Nong Duc Manh, secretario general del Partido Comunista de Vietnam entre 2001 y 2011, cuando llegó al poder se supone que era solamente hijo de campesinos, pero corrió un rumor, quizá intencionadamente, de que podría ser hijo del mismísimo Ho Chi Minh, el no solo liberador de su patria, sino varias veces liberador de su patria. Hasta ahí llegaba su leyenda y su impulso: que de una situación bastarda podían obtenerse réditos políticos.

Tal y como explica Christian G. Appy en La guerra de Vietnam, una historia oral (Crítica, 2008), la figura de este revolucionario hay que enmarcarla en la Carta del Atlántico, cuando Winston Churchill y Roosevelt anunciaron en 1941 que en el mundo antifascista resultante de la victoria en la Segunda Guerra Mundial de los aliados el derecho de autodeterminación liberaría a todas las naciones. Es decir, se acabaría la colonización.

En esas fechas, Vietnam había sido ocupado por los japoneses, pero el país no se lo habían arrebatado solo a los vietnamitas, sino a los franceses. También el imperio del sol naciente tenía su eslogan para ganarse a las gentes, el suyo era «Asia para los asiáticos» y culminó con una hambruna entre 1944 y 1945 en la que murieron dos millones de vietnamitas.
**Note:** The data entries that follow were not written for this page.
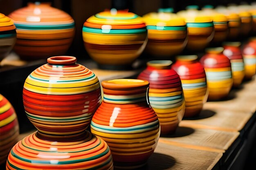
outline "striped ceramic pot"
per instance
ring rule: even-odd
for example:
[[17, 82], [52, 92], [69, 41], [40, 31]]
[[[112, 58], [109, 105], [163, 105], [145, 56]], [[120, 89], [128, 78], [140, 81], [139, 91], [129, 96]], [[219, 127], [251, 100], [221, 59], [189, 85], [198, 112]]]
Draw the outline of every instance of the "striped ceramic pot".
[[197, 59], [195, 55], [178, 56], [172, 66], [181, 79], [186, 102], [184, 117], [198, 115], [207, 100], [206, 75]]
[[14, 50], [24, 60], [63, 55], [74, 36], [72, 18], [49, 3], [29, 3], [9, 16], [17, 28]]
[[90, 56], [103, 68], [130, 65], [147, 42], [141, 18], [112, 9], [92, 16], [83, 24], [83, 38]]
[[93, 115], [92, 132], [106, 141], [114, 167], [134, 168], [145, 165], [156, 147], [160, 126], [148, 103], [146, 80], [103, 81], [103, 102]]
[[185, 111], [185, 100], [180, 79], [171, 69], [170, 60], [148, 62], [138, 79], [148, 81], [149, 101], [157, 115], [162, 135], [173, 132]]
[[256, 38], [249, 40], [242, 50], [245, 63], [245, 77], [251, 79], [256, 73]]
[[8, 55], [16, 42], [16, 28], [11, 19], [0, 13], [0, 62]]
[[0, 94], [0, 165], [6, 162], [11, 148], [18, 141], [19, 124], [15, 110]]
[[207, 49], [207, 54], [200, 60], [206, 73], [209, 100], [226, 97], [233, 85], [231, 64], [222, 54], [223, 49], [222, 47]]
[[225, 42], [223, 44], [223, 54], [230, 60], [233, 86], [238, 87], [245, 77], [245, 66], [240, 51], [240, 42]]

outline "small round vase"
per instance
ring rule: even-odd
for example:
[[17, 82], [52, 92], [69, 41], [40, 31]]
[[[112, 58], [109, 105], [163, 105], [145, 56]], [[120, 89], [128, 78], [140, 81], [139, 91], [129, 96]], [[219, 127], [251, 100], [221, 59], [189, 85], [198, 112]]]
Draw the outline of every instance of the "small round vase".
[[200, 60], [206, 73], [209, 100], [226, 97], [233, 85], [231, 64], [222, 54], [223, 50], [222, 47], [207, 49], [207, 54]]
[[245, 77], [250, 79], [256, 73], [256, 38], [251, 38], [244, 46], [242, 54], [245, 63]]
[[23, 60], [64, 55], [74, 36], [72, 18], [49, 3], [29, 3], [9, 16], [17, 28], [14, 50]]
[[89, 132], [74, 139], [58, 141], [34, 132], [12, 148], [6, 170], [113, 170], [106, 143]]
[[15, 110], [0, 94], [0, 165], [6, 162], [11, 148], [18, 141], [19, 124]]
[[223, 43], [223, 53], [230, 60], [233, 79], [233, 86], [239, 86], [245, 77], [245, 66], [240, 51], [240, 42], [225, 42]]
[[173, 133], [185, 111], [185, 100], [179, 75], [170, 60], [151, 61], [138, 77], [149, 82], [150, 105], [157, 115], [161, 134]]
[[174, 13], [162, 11], [143, 16], [148, 41], [146, 51], [157, 58], [168, 58], [181, 53], [187, 42], [183, 19]]
[[198, 115], [208, 96], [206, 75], [195, 55], [180, 55], [172, 68], [178, 73], [182, 84], [186, 109], [184, 117]]
[[141, 53], [147, 42], [142, 18], [115, 9], [94, 15], [83, 24], [83, 38], [90, 56], [103, 68], [124, 68]]
[[160, 135], [157, 115], [148, 103], [146, 80], [117, 79], [102, 83], [103, 102], [93, 115], [92, 133], [109, 146], [116, 168], [144, 166]]
[[16, 42], [16, 28], [11, 20], [0, 13], [0, 62], [12, 49]]
[[76, 61], [74, 57], [51, 57], [26, 79], [25, 110], [42, 135], [71, 137], [84, 131], [100, 104], [98, 78]]

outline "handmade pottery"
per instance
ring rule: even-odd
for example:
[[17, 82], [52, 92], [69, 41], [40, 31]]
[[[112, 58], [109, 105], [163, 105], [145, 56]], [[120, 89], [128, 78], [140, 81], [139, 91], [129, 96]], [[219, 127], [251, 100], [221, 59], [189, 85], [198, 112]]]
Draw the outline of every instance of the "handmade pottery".
[[245, 77], [251, 79], [256, 73], [256, 38], [250, 39], [243, 47], [242, 55], [245, 63]]
[[231, 64], [222, 54], [223, 50], [222, 47], [207, 49], [206, 54], [200, 60], [206, 73], [209, 100], [226, 97], [233, 84]]
[[161, 135], [173, 132], [185, 111], [185, 100], [180, 79], [171, 69], [170, 60], [151, 61], [138, 79], [149, 82], [149, 101], [157, 115]]
[[195, 55], [178, 56], [172, 66], [181, 79], [186, 102], [184, 117], [198, 115], [207, 100], [206, 75], [197, 59]]
[[11, 20], [0, 13], [0, 62], [10, 53], [16, 42], [16, 30]]
[[186, 22], [176, 14], [163, 11], [143, 16], [148, 41], [146, 51], [156, 57], [168, 58], [180, 53], [187, 42]]
[[24, 60], [63, 55], [74, 36], [74, 22], [67, 13], [47, 3], [29, 3], [11, 13], [17, 28], [14, 50]]
[[207, 46], [214, 35], [212, 18], [202, 15], [198, 6], [188, 7], [186, 11], [177, 14], [183, 18], [188, 28], [188, 43], [186, 48], [191, 51], [201, 51]]
[[148, 103], [148, 82], [117, 79], [101, 84], [103, 102], [93, 115], [92, 133], [107, 142], [115, 167], [143, 166], [160, 135], [159, 121]]
[[11, 148], [18, 141], [19, 124], [15, 110], [0, 94], [0, 165], [5, 163]]
[[230, 60], [233, 86], [238, 87], [245, 77], [245, 66], [240, 51], [240, 42], [225, 42], [223, 53]]
[[147, 33], [141, 18], [127, 10], [113, 9], [87, 19], [83, 38], [89, 55], [101, 68], [124, 68], [143, 51]]

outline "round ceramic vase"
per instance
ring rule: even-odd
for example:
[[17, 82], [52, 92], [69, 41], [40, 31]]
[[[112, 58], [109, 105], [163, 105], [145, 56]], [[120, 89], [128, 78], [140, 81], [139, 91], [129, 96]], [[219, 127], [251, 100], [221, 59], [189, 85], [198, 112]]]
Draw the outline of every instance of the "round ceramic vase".
[[156, 57], [168, 58], [180, 53], [185, 48], [187, 28], [182, 18], [161, 9], [143, 16], [148, 38], [145, 50]]
[[206, 73], [209, 100], [226, 97], [233, 85], [231, 64], [222, 54], [223, 49], [222, 47], [207, 49], [207, 54], [200, 60]]
[[225, 42], [223, 53], [230, 60], [233, 86], [239, 86], [245, 77], [245, 66], [240, 51], [240, 42]]
[[181, 79], [186, 102], [184, 117], [198, 115], [207, 100], [206, 75], [197, 59], [195, 55], [178, 56], [172, 66]]
[[141, 53], [148, 40], [141, 18], [114, 9], [87, 19], [83, 38], [89, 55], [102, 68], [123, 68]]
[[185, 100], [179, 75], [170, 60], [151, 61], [138, 79], [149, 82], [150, 105], [157, 115], [161, 135], [176, 130], [185, 111]]
[[0, 62], [9, 54], [14, 46], [16, 29], [11, 20], [0, 13]]
[[245, 77], [251, 79], [256, 73], [256, 38], [250, 39], [242, 50], [245, 63]]
[[19, 124], [13, 107], [0, 94], [0, 165], [5, 163], [11, 148], [18, 141]]
[[103, 102], [93, 115], [91, 132], [109, 146], [115, 167], [141, 167], [153, 152], [160, 132], [149, 104], [148, 82], [117, 79], [102, 85]]
[[64, 55], [74, 36], [72, 18], [50, 3], [29, 3], [9, 16], [17, 28], [14, 50], [23, 60]]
La insurgencia popular que apareció en Indochina fue entrenada y armada por la OSS, luego CIA, con quien colaboró estrechamente en este periodo en esfuerzo bélico contra los fascistas japoneses. Tras la derrota del emperador, el 2 de septiembre de 1945, cuatrocientas mil personas se reunieron en la plaza Ba Dinh de Hanoi para asistir a la proclamación de la independencia de su país. Llevaban pancartas con estos lemas «Vietnam para los vietnamitas», «Independencia o muerte» o «Bienvenida sea la delegación estadounidense» para asistir a un discurso de Nguyen Ai Quoc (Nguyen, el patriota) que luego sería conocido como Ho Chi Minh (el que ilumina el camino). Todos confiaban en que Estados Unidos no le devolvería el país a los franceses, entre otros motivos porque se lo habían prometido.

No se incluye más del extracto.